Book Review by Catherine A. Hamilton
A Long, Long Time Ago and Essentially True by Brigid Pasulka
(Mariner Books, 416 pp., $14.43 paperback)
When the award-winning twenty-three-year-old author Brigid Pasulka fell in love with Poland, she fell hard! Luckily, she took us with her!
In A Long, Long Time Ago and Essentially True, Pasulka’s debut novel, readers are taken captive in a fanciful fairy tale where history and fantasy dance and the magical and tragic collide. The storytelling reaches across Poland and stitches together two generations of one Polish family—the joys and emotional scars of the past are pieced like a patchwork quilt of pain and triumph.

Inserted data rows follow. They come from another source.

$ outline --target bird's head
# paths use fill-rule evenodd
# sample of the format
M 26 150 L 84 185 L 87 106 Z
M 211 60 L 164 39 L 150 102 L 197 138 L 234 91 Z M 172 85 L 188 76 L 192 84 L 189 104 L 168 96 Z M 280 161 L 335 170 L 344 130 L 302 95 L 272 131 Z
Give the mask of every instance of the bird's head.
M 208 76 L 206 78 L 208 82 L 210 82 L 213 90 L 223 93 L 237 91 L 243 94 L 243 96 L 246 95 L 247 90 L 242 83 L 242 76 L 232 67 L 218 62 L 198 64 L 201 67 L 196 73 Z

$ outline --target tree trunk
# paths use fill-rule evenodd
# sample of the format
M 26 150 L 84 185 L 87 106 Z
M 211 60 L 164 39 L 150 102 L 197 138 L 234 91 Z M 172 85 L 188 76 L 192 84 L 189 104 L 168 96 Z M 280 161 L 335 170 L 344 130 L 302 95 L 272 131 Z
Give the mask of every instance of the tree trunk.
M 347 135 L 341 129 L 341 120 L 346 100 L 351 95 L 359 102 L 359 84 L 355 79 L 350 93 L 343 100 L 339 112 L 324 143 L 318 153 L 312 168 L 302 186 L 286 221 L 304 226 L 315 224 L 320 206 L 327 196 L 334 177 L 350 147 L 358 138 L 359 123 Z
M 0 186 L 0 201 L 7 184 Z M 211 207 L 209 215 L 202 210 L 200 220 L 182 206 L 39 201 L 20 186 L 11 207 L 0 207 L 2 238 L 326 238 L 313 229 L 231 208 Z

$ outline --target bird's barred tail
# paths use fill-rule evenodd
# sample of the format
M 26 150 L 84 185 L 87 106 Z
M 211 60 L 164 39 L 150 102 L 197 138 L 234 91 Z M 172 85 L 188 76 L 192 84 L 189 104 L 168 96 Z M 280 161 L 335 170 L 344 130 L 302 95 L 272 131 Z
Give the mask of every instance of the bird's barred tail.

Europe is on the brink of WWII, but in the Polish hamlet of Half-Village, a beautiful young woman named Anielica, famed as the loveliest girl in the land, is wooed by a young artisan nicknamed “the Pigeon.” In one short summer, the Pigeon transforms Anielica’s parents’ home into a near palace to win her hand in marriage. But the outbreak of war derails the young lovers’ fairy-tale wedding. And unspeakable disaster strikes Half-Village.
Fifty years later, Anielica and Pigeon’s granddaughter retraces her grandparents’ footsteps from Half-Village to Kraków. Beata, nicknamed Baba Yaga, hopes to find fortune in the new post-communist Poland. She lives with her elder cousin Irena and Irena’s pretty daughter Magda. And unwittingly she becomes the healing force in this troubled mother-daughter relationship. That is, until a tragic event changes the happy threesome forever. The young Baba Yaga carries the burden of finding the darkest secrets of the past and present. She must discover for herself where she fits in her family. Alone, she must decide whether to try her hand at filmmaking in New Poland or escape to America.
Pasulka’s infatuation with the dynamics of romance and her Polish heritage creates a wonderfully nuanced and complicated read that is altogether charming. Fanciful, insightful, magical, and sometimes as dark as real life can be, A Long, Long Time Ago and Essentially True is a delightful work of literature.
I absolutely recommend this book to any lover of historical fiction or to anyone whose grandmother or grandfather left the country of their birth and never returned.
This is a love story that I’ll never forget.